As Pakistan launches its immunisation programme against Covid-19, next door, arch-rival India began one of the world’s biggest inoculation drives against the disease in mid-January.
India is considered a vaccine powerhouse, making about 60% of vaccines globally. It has begun shipping millions of free doses to friendly neighbours in the region, in what is being described as “vaccine diplomacy”.
Unsurprisingly, Pakistan is not a recipient.
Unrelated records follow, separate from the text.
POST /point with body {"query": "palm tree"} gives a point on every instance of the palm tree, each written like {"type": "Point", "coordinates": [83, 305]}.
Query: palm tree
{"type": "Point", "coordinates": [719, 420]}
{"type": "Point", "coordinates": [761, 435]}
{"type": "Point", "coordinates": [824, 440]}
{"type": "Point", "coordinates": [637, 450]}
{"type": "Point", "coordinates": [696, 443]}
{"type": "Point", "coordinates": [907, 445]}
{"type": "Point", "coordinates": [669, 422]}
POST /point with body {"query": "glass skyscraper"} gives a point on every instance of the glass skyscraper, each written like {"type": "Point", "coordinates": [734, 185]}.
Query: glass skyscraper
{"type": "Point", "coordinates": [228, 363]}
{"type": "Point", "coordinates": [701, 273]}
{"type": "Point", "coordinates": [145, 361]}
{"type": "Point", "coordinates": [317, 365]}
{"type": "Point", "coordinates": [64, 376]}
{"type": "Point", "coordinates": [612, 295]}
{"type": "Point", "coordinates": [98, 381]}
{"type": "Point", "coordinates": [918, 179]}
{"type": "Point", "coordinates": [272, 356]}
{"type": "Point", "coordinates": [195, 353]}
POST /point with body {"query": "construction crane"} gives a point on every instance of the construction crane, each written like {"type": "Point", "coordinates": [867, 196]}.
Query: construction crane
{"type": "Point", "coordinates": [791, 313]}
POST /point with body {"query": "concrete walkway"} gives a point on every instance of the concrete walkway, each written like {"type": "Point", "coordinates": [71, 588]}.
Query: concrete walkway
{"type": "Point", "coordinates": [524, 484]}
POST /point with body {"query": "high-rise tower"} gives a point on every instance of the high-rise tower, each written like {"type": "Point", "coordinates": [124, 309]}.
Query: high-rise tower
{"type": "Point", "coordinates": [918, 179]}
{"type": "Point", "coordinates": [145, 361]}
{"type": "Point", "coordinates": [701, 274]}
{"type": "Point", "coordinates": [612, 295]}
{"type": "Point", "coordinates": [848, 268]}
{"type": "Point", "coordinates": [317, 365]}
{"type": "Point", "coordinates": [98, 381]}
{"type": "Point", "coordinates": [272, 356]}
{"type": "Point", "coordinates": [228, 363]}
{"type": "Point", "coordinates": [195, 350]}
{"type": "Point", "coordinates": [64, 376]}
The two nuclear-armed rivals have fought three wars since gaining independence from Britain in 1947, with the last war between them taking place in 1971. They came to the brink of war in 2019 over the disputed territory of Kashmir.
And Pakistan plans to inoculate at least 70% of its 220 million people against Covid -19 free of cost.
The country’s regulators have given emergency use approval for three candidates – the Oxford-AstraZeneca vaccine, the China-made Sinopharm and Russian-developed Sputnik V.
Another China-made vaccine CanSino Biologics is in final clinical trials in Pakistan.
The country has recorded more than 530,000 infections, and 11,514 deaths from the infection so far, though this figure is arguable incorrect due to inaccuracies in data collecting and reporting.
China has pledged to donate 500,000 doses of the Sinopharm to Pakistan, and the first batches have said to have arrived this week.
But Pakistan will try to source doses from all over the world, including through the World Health Organisation’s (WHO) ambitious Covax scheme. It aims to work towards the development, purchase and delivery of vaccines to more than 180 countries.
But there are fears that richer countries could hoard jabs at the expense of poorer ones. That is where India could play a key role in ensuring that its neighbour is not starved of vaccines.
Despite the fraught relations, pharmaceutical trade between the two countries has been stable.
In 2018, Pakistan’s pharma imports from India were estimated at more than $62m (£45m). Some 60-70% of active ingredients contained in medicines sold in Pakistan are imported from India.
Almost 90% of vaccines administered in Pakistan come from India. Most of these vaccines are distributed through Pakistan’s state-funded immunisation programme which targets 14 million new-borns and pregnant women every year. The children are given jabs against 10 diseases while mothers are inoculated against tetanus.
India has shipped millions of free doses to its neighbours, but an Indian foreign ministry spokesman has said he was not “aware of any request for India-made vaccines” from Pakistan.
India, this month, began shipping early free doses to Bhutan, Maldives, Burma, Bangladesh, Nepal, Myanmar, Seychelles, Sri Lanka and Bahrain.
Serum Institute of India – the world’s largest vaccine maker which is making its vaccine called Covishield in India – has pledged to deliver up to 200 million doses to low and middle-income countries before the end of 2021.